An additional complication is that no one knows precisely how much oil is produced, since Khartoum publishes little useful information and even less than it did in 2008. Global Witness, the UK-based anti-corruption organisation, has reported that Sudan might be producing 26 percent more than the government has declared. But according to the Financial Times, only one third of the 21 concessions are actually producing any oil, and only one of these blocks is exclusively in the north.
The government’s estimates suggest that Sudan has only 10 years of commercial production. According to the Guardian, the Swedish Lundin Company and OVL of India pulled out after drilling several dry wells, and the French company Total has yet to strike it big in its oil concession, all of which suggests that Sudan’s oil reserves may be far smaller than once believed.
Until the 2005 peace agreement, the south had no share in the revenues. Since the CPA deal, which splits the revenues from the six concessions, some $10 billion has gone to the southern elite, who have used it for their own self-enrichment and for pet projects. At the same time, they have stoked up fears about Sharia law in order to whip up hostility to the north and popular support for secession.
South Sudan is desperately poor and divided. There are grievances over land reparations, migration routes and lack of development. For decades, aid has focused on alleviating the desperate humanitarian situation, not economic development. According to the charity World Vision, children in southern Sudan are three times more likely to die than children in the north, while 90 percent live on less than $1 a day.
The SPLM/A, the armed wing of the SPLM, has spawned several breakaway groups, leading to fears of internal fighting over control of the oil fields, with rival parties accusing Kiir’s government of corruption and failure to defend the population. Kiir has just signed a ceasefire agreement with George Athor, a general who, after defecting from the southern army to run for the presidency of the largest southern state and losing the election, revolted against Kiir. Athor’s militia will now be reintegrated into the southern army.
For the north, with 80 percent of Sudan’s export revenues coming from the daily shipment of 500,000 barrels of oil, secession threatens economic collapse. On Wednesday, the parliament rubber-stamped the government’s austerity plan—agreed with business and the trade and agricultural unions—that will see a reduction in the subsidies on sugar, a food staple, and petroleum products, leading to price rises of between 33 and 50 percent.

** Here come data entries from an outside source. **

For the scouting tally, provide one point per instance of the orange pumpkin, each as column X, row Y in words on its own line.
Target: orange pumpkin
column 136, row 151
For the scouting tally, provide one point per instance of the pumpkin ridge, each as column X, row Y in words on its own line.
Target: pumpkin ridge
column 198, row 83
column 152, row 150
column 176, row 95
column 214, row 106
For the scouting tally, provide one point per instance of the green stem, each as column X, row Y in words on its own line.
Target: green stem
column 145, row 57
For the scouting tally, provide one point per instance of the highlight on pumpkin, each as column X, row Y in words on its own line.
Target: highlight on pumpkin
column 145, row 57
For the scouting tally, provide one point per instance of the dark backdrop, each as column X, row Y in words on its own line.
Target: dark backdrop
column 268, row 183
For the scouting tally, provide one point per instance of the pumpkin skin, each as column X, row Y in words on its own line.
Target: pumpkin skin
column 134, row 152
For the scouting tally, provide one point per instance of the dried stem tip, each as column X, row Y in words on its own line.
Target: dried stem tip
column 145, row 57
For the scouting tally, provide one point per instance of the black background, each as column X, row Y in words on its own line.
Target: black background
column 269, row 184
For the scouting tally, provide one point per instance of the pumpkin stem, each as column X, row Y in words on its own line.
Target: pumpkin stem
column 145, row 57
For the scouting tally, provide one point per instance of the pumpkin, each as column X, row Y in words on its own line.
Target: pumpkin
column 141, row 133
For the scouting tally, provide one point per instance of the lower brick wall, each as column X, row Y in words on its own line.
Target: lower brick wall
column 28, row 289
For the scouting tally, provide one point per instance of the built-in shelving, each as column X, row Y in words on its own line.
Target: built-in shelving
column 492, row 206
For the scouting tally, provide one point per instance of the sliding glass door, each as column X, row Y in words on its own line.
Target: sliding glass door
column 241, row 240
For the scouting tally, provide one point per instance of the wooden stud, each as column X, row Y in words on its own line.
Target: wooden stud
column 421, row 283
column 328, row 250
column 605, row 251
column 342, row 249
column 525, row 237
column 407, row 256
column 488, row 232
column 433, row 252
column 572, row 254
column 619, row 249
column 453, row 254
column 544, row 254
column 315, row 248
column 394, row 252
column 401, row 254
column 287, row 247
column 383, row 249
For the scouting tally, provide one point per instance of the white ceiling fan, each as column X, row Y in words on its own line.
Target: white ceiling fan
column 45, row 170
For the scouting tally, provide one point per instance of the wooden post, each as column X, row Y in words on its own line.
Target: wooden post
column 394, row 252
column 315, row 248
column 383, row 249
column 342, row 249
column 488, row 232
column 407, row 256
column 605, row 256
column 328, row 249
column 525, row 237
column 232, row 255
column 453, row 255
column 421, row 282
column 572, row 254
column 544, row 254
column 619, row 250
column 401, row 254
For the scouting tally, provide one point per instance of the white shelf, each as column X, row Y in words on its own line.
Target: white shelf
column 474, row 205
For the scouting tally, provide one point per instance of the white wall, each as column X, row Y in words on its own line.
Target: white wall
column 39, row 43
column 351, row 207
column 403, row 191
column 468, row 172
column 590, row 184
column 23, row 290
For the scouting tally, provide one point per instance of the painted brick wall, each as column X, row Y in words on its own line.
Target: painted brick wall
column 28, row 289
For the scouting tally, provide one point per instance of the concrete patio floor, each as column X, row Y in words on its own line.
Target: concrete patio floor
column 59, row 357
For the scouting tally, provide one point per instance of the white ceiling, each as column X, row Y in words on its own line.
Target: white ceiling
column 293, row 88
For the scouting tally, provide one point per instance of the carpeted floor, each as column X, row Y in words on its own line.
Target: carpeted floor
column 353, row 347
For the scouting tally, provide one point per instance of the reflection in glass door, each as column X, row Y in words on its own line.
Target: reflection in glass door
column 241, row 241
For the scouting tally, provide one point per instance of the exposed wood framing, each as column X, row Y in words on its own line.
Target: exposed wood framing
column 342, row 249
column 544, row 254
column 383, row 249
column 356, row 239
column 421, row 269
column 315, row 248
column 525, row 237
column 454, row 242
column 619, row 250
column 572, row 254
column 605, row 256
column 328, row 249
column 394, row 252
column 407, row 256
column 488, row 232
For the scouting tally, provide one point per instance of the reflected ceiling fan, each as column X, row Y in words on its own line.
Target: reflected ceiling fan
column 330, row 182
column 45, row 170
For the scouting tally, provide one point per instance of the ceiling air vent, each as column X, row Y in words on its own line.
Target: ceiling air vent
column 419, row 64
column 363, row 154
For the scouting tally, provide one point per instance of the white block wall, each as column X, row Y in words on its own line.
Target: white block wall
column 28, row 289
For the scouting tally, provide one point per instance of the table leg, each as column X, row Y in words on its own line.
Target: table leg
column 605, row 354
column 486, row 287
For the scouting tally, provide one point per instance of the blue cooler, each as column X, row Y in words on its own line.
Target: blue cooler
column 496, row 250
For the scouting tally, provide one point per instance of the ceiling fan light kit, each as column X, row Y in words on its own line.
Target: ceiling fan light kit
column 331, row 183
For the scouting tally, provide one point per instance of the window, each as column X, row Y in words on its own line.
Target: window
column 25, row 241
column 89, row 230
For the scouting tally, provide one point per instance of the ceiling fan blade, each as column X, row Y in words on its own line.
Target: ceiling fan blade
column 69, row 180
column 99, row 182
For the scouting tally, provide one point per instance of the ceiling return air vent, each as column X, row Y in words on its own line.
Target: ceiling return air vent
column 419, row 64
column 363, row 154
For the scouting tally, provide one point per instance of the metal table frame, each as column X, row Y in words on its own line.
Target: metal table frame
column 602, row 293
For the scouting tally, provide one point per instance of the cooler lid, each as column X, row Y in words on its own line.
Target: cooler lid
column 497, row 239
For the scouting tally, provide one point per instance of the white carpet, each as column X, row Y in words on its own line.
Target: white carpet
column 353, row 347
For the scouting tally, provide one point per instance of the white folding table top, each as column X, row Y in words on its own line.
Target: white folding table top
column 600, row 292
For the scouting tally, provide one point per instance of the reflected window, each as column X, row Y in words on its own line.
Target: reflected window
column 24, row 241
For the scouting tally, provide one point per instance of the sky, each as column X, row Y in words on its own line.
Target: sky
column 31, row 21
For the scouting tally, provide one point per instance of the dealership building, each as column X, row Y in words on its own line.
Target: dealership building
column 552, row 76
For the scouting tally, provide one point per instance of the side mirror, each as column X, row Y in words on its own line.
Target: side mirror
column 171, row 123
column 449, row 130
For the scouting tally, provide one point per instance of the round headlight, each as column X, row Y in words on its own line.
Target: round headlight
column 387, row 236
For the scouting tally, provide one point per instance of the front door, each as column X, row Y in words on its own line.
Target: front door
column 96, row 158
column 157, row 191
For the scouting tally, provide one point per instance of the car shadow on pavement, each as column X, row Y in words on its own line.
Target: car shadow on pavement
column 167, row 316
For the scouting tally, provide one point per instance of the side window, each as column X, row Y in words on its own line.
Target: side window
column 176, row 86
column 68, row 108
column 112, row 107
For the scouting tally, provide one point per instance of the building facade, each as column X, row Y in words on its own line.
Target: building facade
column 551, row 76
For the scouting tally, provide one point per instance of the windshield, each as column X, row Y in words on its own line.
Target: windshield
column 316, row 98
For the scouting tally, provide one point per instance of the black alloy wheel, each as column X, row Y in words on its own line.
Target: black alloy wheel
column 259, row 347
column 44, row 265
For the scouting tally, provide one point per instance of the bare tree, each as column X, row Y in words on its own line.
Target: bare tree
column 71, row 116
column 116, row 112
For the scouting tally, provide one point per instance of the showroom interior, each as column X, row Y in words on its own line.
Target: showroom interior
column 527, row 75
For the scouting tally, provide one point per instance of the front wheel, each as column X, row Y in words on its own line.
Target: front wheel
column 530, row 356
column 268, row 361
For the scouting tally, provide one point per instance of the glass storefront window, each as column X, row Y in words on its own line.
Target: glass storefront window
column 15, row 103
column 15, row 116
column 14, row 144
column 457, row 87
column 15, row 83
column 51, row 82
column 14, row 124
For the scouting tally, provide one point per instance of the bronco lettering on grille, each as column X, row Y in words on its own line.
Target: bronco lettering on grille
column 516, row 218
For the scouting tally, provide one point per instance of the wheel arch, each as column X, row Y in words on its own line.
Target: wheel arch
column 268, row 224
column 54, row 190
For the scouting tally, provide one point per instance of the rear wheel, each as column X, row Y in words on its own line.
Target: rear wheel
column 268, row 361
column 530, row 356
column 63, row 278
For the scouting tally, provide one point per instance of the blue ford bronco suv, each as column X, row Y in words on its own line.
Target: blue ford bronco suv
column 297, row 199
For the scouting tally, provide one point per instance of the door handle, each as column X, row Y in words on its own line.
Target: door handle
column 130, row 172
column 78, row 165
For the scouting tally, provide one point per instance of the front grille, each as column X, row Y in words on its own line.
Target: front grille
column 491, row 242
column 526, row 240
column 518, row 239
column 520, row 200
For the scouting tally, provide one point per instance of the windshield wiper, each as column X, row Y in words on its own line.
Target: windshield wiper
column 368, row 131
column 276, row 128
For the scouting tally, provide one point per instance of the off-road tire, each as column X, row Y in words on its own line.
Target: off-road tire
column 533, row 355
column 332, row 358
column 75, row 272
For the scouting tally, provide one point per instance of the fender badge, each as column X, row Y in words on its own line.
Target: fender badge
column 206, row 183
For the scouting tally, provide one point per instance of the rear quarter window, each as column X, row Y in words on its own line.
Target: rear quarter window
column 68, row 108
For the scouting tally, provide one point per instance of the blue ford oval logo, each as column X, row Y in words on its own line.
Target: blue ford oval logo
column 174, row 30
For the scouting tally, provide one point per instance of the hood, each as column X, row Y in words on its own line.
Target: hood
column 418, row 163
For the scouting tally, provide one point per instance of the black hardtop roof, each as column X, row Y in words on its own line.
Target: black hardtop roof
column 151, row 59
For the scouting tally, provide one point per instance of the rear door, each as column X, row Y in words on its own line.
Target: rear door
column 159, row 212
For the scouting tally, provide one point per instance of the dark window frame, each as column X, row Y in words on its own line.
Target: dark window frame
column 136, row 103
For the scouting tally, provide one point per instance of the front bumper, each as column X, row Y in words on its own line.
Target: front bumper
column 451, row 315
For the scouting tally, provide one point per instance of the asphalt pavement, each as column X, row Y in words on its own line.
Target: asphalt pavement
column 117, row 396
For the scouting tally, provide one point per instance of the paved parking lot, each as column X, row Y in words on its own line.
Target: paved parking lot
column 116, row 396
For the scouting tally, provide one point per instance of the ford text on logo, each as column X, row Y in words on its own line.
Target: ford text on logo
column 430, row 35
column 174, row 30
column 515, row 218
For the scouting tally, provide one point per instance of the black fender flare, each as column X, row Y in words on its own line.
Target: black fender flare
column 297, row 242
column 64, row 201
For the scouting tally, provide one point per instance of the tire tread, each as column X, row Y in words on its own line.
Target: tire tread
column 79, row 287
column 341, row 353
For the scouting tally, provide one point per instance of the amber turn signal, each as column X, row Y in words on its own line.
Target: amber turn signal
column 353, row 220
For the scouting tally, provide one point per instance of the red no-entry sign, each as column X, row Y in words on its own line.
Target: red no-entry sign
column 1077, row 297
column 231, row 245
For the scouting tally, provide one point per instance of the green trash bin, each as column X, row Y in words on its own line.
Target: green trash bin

Inflation is, according to the government, expected to be 14 percent in 2011, but most analysts expect it will be much higher. Last November, the government was forced to devalue the pound in an effort to attract more foreign currency and destroy the black market, but without success.
Large minority groups in the Nuba Mountains and the South Blue Nile, where the SPLM has governed with the NCP since 2005 and has still not demobilised its fighters, have strong ties to the south. The government has still to organise referendums for these regions.
The various factions in the Darfur region in western Sudan, which are fighting the Sudanese government forces, hope to gain the backing of the new southern state for their demands for wealth- and power-sharing and reparations for victims of the war.
These conditions are an indictment of the legacy of British colonial rule, as well as the rapaciousness of the US and other major powers, which have backed the power struggle of various local cliques in their own interests. They testify to the venality of the Sudanese national bourgeoisie, whose rival cliques seek their own advancement through war and by offering themselves as pawns of the major powers.